Research on Austin community's transportation priorities revealed

Council Member Ann Kitchen, Mayor Steve Adler and Glasshouse Policy Director Thomas Visco unveil Mobility ATX report findings.

Council Member Ann Kitchen, Mayor Steve Adler and Glasshouse Policy Director Thomas Visco unveil Mobility ATX report findings.

Research from the Mobility ATX community engagement process was unveiled by Austin-based crowdsourcing think tank Glasshouse Policy on Oct. 8.

The report shows the five most popular ideas on how to improve Austin's traffic:

  • Fully fund the Bicycle Master Plan.

  • Support Reconnect Austin's position on capping I-35 in certain areas to connect downtown and East Austin.

  • Create dedicated bus lanes in high traffic areas throughout the city.

  • Remove the ability for developers to pay a fee in lieu of adding required sidewalks.

  • Improve Anderson Mill Road between RM 620 and US 183.

Mayor Steve Adler said a bond could be possible to fully fund the Bicycle Master Plan, however he did not say whether or not he would support the idea.

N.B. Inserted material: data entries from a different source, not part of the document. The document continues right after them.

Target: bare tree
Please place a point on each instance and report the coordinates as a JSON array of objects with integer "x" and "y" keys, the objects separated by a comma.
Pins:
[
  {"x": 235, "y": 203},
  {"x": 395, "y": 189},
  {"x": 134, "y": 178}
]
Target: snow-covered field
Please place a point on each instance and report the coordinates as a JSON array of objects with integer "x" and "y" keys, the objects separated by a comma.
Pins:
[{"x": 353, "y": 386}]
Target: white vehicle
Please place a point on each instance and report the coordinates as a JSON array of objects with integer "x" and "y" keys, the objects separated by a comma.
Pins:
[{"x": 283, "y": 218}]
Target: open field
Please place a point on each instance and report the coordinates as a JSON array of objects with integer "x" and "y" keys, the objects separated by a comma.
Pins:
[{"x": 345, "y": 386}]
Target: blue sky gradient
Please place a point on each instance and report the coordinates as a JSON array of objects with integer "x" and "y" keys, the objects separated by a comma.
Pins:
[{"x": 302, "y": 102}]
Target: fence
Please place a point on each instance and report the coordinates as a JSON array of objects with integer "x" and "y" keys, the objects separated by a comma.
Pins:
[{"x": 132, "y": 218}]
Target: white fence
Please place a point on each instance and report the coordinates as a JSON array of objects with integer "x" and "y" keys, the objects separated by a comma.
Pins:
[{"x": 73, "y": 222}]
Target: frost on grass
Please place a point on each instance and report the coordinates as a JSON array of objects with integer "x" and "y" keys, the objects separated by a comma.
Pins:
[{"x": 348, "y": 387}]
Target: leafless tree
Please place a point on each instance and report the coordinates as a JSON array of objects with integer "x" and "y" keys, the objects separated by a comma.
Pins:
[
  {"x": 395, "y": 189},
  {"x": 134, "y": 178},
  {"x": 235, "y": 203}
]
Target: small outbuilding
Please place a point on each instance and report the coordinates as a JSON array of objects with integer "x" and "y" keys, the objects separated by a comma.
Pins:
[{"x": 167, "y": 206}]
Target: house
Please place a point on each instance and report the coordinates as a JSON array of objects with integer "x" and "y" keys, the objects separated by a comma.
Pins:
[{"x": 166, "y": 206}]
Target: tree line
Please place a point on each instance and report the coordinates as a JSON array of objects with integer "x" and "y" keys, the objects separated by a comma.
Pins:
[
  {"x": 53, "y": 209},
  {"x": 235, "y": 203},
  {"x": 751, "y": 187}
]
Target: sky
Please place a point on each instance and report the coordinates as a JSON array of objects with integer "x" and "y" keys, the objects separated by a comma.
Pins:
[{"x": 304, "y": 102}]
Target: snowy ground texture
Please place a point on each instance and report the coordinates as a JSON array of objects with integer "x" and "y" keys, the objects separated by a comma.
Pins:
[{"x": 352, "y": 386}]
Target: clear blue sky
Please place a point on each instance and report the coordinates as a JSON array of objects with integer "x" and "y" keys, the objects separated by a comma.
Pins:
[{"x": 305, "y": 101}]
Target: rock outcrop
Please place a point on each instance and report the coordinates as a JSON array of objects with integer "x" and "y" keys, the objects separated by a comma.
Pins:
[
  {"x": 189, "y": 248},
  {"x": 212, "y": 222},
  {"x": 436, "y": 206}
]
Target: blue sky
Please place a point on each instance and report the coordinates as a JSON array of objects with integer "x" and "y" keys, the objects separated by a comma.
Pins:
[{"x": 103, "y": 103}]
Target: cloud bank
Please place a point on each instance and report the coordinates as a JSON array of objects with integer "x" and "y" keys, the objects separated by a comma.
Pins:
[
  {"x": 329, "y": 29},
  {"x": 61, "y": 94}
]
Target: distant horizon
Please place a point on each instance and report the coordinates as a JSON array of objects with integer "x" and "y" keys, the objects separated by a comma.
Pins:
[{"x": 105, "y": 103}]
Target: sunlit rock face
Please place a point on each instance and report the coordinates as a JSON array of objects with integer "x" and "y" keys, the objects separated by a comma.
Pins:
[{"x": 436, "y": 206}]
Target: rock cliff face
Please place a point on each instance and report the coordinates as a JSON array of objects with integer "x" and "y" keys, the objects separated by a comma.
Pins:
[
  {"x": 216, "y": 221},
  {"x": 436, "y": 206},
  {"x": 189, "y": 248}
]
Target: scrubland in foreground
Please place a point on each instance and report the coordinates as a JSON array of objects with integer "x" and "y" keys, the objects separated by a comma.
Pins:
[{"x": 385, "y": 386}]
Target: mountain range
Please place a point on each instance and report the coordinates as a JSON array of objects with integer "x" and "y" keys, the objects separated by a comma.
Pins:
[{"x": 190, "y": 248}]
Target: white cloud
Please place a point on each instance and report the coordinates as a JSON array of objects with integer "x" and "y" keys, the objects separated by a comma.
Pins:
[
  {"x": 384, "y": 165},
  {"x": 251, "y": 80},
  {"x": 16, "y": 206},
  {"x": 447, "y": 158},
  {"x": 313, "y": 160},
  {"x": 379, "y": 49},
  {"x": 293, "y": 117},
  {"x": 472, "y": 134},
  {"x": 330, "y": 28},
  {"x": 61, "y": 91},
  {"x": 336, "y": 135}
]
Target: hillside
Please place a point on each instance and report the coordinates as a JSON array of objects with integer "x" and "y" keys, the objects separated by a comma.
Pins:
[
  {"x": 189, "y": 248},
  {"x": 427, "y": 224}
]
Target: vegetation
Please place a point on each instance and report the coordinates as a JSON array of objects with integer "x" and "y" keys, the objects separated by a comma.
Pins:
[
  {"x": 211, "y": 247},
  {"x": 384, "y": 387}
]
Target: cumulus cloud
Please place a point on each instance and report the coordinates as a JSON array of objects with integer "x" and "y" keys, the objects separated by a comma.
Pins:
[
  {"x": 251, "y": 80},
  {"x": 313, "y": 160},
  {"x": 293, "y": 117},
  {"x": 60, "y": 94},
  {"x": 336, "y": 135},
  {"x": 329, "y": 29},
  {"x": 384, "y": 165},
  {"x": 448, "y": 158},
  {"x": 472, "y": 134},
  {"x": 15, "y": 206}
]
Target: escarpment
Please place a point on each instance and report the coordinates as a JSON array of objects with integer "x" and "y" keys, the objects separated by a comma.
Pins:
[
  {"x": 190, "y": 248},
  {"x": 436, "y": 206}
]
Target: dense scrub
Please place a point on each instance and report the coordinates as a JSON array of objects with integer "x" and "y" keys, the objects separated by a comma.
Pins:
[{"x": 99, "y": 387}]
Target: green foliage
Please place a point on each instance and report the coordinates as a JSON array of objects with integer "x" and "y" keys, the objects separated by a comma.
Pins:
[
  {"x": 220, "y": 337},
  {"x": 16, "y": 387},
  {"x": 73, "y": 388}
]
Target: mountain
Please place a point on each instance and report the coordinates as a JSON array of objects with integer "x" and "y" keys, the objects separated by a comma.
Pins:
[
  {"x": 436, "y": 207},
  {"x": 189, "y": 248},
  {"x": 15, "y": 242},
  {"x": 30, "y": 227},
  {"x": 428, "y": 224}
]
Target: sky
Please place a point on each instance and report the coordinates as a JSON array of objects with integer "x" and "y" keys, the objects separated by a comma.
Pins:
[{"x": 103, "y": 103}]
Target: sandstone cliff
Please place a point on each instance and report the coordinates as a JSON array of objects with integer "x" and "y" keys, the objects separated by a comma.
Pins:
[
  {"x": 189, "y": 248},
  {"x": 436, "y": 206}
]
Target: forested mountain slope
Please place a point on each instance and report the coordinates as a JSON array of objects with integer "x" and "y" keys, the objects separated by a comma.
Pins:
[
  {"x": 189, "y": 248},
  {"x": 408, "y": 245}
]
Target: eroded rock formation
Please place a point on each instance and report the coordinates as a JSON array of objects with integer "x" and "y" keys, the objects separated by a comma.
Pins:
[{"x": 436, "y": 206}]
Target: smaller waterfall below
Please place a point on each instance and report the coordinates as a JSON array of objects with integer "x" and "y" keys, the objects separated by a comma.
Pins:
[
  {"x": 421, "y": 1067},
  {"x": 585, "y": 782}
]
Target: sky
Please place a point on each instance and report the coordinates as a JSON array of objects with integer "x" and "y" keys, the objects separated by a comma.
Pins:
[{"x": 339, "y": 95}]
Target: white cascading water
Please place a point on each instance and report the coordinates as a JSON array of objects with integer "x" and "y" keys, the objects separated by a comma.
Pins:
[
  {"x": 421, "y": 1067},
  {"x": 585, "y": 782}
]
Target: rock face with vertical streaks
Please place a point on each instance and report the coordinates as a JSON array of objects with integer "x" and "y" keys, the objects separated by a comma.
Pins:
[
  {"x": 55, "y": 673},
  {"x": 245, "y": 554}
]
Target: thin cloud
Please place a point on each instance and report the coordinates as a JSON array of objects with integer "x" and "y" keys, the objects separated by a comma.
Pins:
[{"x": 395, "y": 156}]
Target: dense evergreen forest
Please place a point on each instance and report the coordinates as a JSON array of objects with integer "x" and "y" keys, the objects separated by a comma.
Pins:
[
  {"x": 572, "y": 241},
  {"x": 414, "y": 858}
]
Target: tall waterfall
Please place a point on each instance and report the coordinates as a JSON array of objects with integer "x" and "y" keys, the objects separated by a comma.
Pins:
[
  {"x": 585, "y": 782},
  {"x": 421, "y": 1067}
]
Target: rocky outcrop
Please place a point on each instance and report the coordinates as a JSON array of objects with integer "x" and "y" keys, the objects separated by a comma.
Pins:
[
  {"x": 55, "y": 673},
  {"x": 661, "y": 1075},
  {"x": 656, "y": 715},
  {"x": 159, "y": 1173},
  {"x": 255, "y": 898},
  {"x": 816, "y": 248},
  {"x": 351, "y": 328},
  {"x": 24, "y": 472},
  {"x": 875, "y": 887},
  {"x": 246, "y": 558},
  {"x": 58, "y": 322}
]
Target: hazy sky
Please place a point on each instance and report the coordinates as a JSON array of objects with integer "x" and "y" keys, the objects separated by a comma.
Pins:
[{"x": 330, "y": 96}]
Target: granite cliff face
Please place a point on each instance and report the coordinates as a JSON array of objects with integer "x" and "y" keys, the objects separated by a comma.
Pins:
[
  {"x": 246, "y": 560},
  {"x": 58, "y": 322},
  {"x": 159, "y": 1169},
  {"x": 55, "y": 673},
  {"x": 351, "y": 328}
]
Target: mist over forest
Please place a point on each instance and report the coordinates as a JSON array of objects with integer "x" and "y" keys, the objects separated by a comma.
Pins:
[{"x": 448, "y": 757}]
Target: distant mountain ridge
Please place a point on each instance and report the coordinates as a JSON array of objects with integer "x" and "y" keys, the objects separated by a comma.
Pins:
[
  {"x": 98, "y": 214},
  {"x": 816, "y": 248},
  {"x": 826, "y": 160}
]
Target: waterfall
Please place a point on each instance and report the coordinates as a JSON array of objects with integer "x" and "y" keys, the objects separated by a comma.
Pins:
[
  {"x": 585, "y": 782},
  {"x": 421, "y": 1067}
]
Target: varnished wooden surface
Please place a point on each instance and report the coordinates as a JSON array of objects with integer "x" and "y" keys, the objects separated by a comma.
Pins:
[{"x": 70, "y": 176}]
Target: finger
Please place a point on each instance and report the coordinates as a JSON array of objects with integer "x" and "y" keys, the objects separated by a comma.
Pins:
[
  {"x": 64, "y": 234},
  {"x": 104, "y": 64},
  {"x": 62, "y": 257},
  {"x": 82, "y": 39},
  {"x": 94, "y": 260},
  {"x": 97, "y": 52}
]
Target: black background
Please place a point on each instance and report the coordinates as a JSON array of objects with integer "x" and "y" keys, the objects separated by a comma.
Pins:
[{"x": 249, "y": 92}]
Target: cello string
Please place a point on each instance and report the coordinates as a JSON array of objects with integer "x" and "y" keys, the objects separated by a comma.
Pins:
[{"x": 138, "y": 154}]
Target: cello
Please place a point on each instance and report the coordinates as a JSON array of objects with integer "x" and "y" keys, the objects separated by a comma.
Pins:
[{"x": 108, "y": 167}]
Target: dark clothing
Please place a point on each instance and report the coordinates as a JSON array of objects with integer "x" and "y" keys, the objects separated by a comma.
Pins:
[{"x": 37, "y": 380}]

"It is the full intention of this council to move forward on mobility solutions and, I think, as people said, it's going to require a lot of different things," Adler said. "We don't have a mobility plan that works without a strong, integrated multi-method transportation system, and that's going to include a bicycle network. It's also going to include dedicated lanes for I-35 so we have transit that can move more rapidly than cars."

Solving Austin's transportation issues must occur in order to solve affordability issues, Adler said.

"We have a transportation mobility crisis in this city. We had a bond election that was defeated last November but the problem didn't go away—it's gotten worse," Adler said. "The two biggest challenges we have in this community, mobility and affordability, are linked together, and we don't solve affordability in this city without solving [transportation] as well. It's that important."

District 5 Council Member Ann Kitchen, who chairs the council's mobility committee, said the city staff and council members are already taking steps forward in improving mobility throughout the city. Council recently agreed to divide a quarter-cent fund totaling $21.8 million among the 10 City Council districts for various transportation improvements, such as pedestrian safety devices and fixing sidewalk gaps.

Thomas Visco, Glasshouse Policy's director, said the report does not entirely reflect the priorities of the entire Austin community and instead only represents views from those who decided to engage in the process. He encouraged anyone who did not have their ideas included in the Mobility ATX conversation to bring those ideas forward.

"I think this report will serve as a guiding document for council on what public policy priorities look like for a swath of the public," Visco said.